Less than half (37%) of risk professionals say they are prepared to manage risk tied to the next market shock, a new report from Coalition Greenwich has found.
Surveyed risk professionals were nearly split in their responses to feeling either confident or somewhat confident with their risk management processes during normal market conditions.
However, looking at future market shocks, 37% said they are prepared, while the majority (61%) said they were somewhat prepared. Only 2% of surveyed risk professionals said they were not prepared at all.
Confidence in risk management practices plays an important role in the survey’s findings, according to Coalition Greenwich.
In its report, Coalition Greenwich stated that risk professionals on both sides of the market are less confident about the metrics they are using to analyse risk, even in typical market environments.
A large portion of managers are only somewhat confident when measuring value-at-risk (VAR), exposures and liquidity across several asset classes and products.
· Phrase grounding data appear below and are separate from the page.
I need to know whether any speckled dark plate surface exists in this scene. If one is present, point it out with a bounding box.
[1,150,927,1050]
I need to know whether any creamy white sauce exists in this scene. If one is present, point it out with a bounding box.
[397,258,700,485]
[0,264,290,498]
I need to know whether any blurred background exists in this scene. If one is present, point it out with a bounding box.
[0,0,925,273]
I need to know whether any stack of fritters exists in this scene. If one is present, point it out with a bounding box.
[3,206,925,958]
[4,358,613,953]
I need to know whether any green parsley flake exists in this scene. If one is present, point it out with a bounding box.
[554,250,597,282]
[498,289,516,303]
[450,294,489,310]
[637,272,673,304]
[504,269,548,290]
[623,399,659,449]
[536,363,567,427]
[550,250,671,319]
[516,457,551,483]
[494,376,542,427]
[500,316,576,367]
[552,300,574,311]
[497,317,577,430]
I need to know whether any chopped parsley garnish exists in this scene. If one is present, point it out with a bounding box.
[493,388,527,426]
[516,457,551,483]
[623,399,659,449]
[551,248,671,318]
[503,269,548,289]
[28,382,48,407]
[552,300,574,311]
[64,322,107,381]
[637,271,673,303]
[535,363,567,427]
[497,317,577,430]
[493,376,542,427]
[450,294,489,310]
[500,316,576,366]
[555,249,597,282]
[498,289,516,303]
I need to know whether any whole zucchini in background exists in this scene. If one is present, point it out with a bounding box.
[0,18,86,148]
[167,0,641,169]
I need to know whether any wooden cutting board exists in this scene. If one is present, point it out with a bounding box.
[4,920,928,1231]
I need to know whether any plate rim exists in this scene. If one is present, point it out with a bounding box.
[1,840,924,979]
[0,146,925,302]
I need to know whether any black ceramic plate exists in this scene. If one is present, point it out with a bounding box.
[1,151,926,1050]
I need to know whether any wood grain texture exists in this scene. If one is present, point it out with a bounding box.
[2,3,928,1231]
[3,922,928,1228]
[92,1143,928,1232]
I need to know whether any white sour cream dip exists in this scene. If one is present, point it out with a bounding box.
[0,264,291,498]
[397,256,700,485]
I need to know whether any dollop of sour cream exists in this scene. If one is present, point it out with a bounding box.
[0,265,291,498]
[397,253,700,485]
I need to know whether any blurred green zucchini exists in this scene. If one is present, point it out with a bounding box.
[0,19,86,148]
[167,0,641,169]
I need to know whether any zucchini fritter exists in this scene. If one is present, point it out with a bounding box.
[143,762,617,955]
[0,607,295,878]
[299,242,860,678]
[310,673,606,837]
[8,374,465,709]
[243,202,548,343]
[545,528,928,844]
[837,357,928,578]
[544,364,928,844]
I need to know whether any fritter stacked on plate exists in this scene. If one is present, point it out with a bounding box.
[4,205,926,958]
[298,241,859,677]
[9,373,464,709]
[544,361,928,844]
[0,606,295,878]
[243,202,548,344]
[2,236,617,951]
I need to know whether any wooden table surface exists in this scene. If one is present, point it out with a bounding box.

Looking at the top challenges in risk management processes, the aggregation of all the data necessary for managing the risk of firms’ portfolios was highlighted as the biggest concern (45%); looking at multiple systems to get an overall picture of risk was noted as being another issue (39%); while the complexity and manual nature of building scenarios rounded up the top three biggest challenges in risk management processes (32%).
Professionals who are confident with their risk management practices still struggle to aggregate the necessary data to support comprehensive analysis of risk exposure, due to risk data being siloed and challenging to combine, which ultimately results in inefficiencies, the survey found.
Elsewhere, it was noted that some risk managers still rely on multiple, disparate systems to view risk across all their books, with some instances where they can’t establish a single view of enterprise risk especially for more nuanced asset class exposures.
The report also highlighted the troublesome and overly complex nature associated with building scenarios which are used to assess a range of future risks.
The survey found that in-house system users struggle more than those using third-party platforms in this respect, perhaps because of the pre-canned tests or stress-testing modules that are often inherent to vendor systems.
“Financial service firms are in a race to keep up with the increasing complexity, speed and scope of today’s global marketplace,” said Audrey Costabile, senior analyst at Coalition Greenwich Market Structure and Technology, and author of the report.
“Risk management practices are set to evolve as unforeseen events shape the use of risk management tools and analysis methods. Data is a key element of this shift with managers seeking ways to acquire, aggregate and normalise data to run on larger and more complex datasets.”